El principal logro de la gira de Caputo fue el acuerdo a nivel técnico con el staff del FMI, que allana el camino para el desembolso de $1.000 millones. Este dinero, crucial para fortalecer las reservas del Banco Central, está condicionado a la aprobación del directorio del FMI, un proceso que, si bien se espera favorable, no está exento de incertidumbre. El Ministerio de Economía confía en que el desembolso se refleje en las reservas en mayo, proporcionando un respiro a la economía argentina.
Pero el acuerdo con el FMI no fue el único avance. Caputo también logró negociar con el Banco Mundial una garantía de $2.000 millones destinada a facilitar el refinanciamiento de la deuda argentina. La idea es que el Banco Mundial actúe como aval del gobierno ante los bancos internacionales, lo que permitiría acceder a financiamiento en condiciones más favorables, gracias a la calificación crediticia AAA del organismo. Con esta garantía, Argentina podría acceder a hasta $4.000 millones en préstamos, aliviando la presión sobre las arcas del Estado.

Sin embargo, la visita a Washington también puso de manifiesto los desafíos que enfrenta el equipo económico. Uno de los principales es el recorte de la meta fiscal para 2026. Inicialmente, el gobierno se había comprometido a alcanzar un superávit primario del 2,2% del PBI, una cifra considerada excesiva por algunos analistas. Ahora, el objetivo se ha reducido al 1,4% del PBI, una meta más realista, según la directora de la consultora C&T Asesores Económicos, María Castiglioni. “El Presupuesto es acorde con la nueva meta de 1,4% de PBI de superávit primario; es lógico, tiene sentido en un contexto en donde estás bajando impuestos”, explicó Castiglioni.

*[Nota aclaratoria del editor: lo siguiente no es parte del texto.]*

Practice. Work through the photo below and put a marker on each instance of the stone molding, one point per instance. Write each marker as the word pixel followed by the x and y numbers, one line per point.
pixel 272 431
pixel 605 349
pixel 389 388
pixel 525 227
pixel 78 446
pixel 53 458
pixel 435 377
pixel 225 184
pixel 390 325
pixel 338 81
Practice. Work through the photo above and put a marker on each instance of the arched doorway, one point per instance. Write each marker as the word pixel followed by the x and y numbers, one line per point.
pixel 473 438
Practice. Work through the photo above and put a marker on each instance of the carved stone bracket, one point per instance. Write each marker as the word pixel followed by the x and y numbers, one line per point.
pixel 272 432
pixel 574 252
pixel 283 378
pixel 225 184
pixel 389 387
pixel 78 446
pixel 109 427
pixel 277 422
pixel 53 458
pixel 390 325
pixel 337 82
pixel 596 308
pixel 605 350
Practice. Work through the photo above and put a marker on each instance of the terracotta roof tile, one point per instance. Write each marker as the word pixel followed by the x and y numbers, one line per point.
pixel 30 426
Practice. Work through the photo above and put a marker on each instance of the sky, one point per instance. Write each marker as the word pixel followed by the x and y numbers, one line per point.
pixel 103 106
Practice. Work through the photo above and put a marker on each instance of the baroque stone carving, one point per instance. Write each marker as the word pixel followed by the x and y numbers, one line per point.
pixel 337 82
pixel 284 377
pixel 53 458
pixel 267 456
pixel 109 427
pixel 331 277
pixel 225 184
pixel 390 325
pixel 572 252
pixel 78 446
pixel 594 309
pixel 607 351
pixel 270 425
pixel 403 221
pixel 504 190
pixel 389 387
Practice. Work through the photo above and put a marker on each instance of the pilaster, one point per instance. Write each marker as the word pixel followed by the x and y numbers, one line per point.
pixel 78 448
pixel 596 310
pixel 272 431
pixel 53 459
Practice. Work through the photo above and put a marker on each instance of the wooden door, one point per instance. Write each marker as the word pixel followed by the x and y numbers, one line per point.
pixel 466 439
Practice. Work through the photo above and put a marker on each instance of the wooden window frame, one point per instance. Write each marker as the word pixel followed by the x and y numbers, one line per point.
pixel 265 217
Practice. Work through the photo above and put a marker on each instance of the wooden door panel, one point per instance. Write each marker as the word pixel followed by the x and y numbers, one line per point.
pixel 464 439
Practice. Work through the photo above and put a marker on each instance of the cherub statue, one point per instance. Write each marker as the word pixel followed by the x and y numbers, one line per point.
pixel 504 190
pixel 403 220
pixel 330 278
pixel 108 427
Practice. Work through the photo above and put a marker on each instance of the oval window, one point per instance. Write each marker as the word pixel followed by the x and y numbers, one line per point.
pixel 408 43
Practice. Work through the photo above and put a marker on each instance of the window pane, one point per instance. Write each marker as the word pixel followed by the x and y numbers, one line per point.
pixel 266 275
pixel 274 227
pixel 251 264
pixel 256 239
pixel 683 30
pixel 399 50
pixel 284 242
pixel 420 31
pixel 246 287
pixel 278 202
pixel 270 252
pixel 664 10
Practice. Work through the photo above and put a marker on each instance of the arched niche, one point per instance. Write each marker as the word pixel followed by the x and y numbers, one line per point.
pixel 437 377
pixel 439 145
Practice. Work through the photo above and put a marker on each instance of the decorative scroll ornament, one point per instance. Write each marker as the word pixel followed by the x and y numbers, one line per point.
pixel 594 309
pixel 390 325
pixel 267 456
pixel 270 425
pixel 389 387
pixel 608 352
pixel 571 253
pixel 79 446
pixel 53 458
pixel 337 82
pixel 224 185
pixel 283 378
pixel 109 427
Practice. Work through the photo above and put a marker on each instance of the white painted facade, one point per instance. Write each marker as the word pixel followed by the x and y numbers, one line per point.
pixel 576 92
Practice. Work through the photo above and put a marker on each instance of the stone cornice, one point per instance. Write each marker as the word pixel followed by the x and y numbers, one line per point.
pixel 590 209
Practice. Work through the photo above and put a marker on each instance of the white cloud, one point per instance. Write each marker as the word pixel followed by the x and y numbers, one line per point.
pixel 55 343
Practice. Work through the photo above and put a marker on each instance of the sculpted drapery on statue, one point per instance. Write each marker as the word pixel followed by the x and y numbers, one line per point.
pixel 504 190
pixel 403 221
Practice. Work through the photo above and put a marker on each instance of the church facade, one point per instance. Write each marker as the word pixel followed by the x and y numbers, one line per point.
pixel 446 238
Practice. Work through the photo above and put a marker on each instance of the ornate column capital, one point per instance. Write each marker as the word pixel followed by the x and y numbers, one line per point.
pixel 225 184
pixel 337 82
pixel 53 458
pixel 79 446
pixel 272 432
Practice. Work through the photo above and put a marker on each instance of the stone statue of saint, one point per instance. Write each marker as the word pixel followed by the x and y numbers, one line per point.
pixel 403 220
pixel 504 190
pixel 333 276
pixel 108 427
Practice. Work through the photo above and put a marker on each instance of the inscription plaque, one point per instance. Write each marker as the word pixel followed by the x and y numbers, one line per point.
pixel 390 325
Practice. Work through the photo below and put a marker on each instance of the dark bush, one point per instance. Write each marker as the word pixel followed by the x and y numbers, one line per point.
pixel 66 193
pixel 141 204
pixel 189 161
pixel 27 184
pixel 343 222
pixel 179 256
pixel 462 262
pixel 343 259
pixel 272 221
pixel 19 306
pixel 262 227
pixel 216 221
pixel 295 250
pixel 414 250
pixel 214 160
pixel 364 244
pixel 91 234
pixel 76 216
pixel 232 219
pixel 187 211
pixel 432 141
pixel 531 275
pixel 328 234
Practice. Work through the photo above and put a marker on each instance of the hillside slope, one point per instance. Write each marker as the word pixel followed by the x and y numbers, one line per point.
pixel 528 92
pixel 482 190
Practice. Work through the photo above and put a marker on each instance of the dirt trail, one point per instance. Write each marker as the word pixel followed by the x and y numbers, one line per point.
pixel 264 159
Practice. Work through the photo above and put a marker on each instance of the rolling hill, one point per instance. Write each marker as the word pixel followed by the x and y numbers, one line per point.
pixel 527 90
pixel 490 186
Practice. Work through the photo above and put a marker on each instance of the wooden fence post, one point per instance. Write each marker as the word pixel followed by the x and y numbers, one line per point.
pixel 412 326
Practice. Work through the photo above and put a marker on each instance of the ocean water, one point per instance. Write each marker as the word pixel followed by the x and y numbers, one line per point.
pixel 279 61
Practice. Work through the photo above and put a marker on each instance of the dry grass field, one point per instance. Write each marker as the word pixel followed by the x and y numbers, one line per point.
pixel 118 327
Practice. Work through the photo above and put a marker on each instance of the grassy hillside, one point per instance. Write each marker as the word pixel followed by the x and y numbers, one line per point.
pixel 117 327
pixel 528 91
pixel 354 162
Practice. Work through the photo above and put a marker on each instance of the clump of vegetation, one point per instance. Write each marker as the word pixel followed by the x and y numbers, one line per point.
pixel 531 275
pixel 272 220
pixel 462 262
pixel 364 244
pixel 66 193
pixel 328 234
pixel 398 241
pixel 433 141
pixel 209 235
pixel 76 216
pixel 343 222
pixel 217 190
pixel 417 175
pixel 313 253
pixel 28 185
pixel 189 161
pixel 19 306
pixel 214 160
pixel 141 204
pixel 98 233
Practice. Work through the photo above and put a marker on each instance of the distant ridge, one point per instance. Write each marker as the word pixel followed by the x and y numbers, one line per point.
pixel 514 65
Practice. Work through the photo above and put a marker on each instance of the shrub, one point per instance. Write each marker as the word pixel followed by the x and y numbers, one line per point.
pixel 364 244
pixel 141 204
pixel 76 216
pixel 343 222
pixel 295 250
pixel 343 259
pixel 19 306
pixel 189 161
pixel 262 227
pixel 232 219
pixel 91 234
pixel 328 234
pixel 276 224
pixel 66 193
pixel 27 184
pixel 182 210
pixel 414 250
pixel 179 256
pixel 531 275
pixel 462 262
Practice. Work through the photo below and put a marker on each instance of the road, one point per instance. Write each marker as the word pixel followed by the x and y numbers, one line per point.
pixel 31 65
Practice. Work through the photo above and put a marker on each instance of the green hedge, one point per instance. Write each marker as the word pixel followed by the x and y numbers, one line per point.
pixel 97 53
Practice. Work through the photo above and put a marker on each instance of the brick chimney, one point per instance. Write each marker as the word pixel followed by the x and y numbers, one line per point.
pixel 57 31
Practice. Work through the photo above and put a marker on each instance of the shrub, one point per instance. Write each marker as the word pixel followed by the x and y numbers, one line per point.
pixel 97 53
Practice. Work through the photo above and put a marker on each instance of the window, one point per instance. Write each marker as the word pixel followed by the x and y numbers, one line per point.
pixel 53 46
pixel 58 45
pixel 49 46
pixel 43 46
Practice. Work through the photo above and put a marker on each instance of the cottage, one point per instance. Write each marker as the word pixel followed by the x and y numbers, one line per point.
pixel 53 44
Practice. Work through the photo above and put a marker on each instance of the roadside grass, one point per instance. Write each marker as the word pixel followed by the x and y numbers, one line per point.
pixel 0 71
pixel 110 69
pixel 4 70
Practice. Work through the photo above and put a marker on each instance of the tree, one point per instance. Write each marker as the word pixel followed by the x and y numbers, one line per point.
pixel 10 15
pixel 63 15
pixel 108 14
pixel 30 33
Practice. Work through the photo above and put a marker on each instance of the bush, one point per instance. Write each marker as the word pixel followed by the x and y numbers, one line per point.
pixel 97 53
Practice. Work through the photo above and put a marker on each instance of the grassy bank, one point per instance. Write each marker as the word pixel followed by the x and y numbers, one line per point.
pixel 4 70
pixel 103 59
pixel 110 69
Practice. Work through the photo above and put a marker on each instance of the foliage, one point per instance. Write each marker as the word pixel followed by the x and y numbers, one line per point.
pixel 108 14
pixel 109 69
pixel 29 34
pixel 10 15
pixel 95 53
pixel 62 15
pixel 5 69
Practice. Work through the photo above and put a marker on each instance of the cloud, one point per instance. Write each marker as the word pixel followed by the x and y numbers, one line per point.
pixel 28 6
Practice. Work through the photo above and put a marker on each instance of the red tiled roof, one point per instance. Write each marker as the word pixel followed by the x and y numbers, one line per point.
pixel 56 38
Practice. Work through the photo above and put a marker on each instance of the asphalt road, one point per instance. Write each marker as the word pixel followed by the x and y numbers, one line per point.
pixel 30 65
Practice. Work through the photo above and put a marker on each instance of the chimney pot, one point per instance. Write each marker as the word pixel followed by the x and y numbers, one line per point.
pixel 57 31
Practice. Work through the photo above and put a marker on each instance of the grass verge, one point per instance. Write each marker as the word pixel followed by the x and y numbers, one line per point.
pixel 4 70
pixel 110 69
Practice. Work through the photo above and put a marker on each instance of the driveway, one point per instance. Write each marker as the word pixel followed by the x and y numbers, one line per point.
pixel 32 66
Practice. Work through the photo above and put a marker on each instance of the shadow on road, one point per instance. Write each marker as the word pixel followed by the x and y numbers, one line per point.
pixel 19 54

No obstante, incluso con el recorte, la meta sigue siendo ambiciosa. La caída de la recaudación durante los últimos nueve meses y las presiones de diversos sectores, como las empresas de colectivo del AMBA y los proveedores del PAMI, complican el panorama. Además, la inflación, que se ubicó en 3,4% en marzo, sigue siendo un factor de riesgo. Caputo ha asegurado que a partir de abril se espera una desaceleración de la inflación y un repunte de la actividad económica, pero la credibilidad de esta proyección dependerá de los resultados concretos.
Otro frente de batalla para el equipo económico es el cumplimiento del fallo de la Ley de Financiamiento Universitario, que implica un desembolso de 2,5 billones de pesos. Este gasto podría afectar el resultado fiscal y poner en riesgo el cumplimiento de las metas acordadas con el FMI.
En resumen, la visita de Caputo a Washington D.C. fue un paso importante para estabilizar la economía argentina, pero no exenta de desafíos. El acuerdo con el FMI y la negociación con el Banco Mundial brindan un alivio temporal, pero la sostenibilidad del programa económico dependerá de la capacidad del gobierno para implementar políticas fiscales responsables, controlar la inflación y promover el crecimiento económico. La clave estará en encontrar un equilibrio entre el cumplimiento de las metas acordadas con el FMI y la necesidad de proteger a los sectores más vulnerables de la sociedad. El futuro económico de Argentina pende de un hilo, y la gestión de Caputo será crucial para evitar una nueva crisis.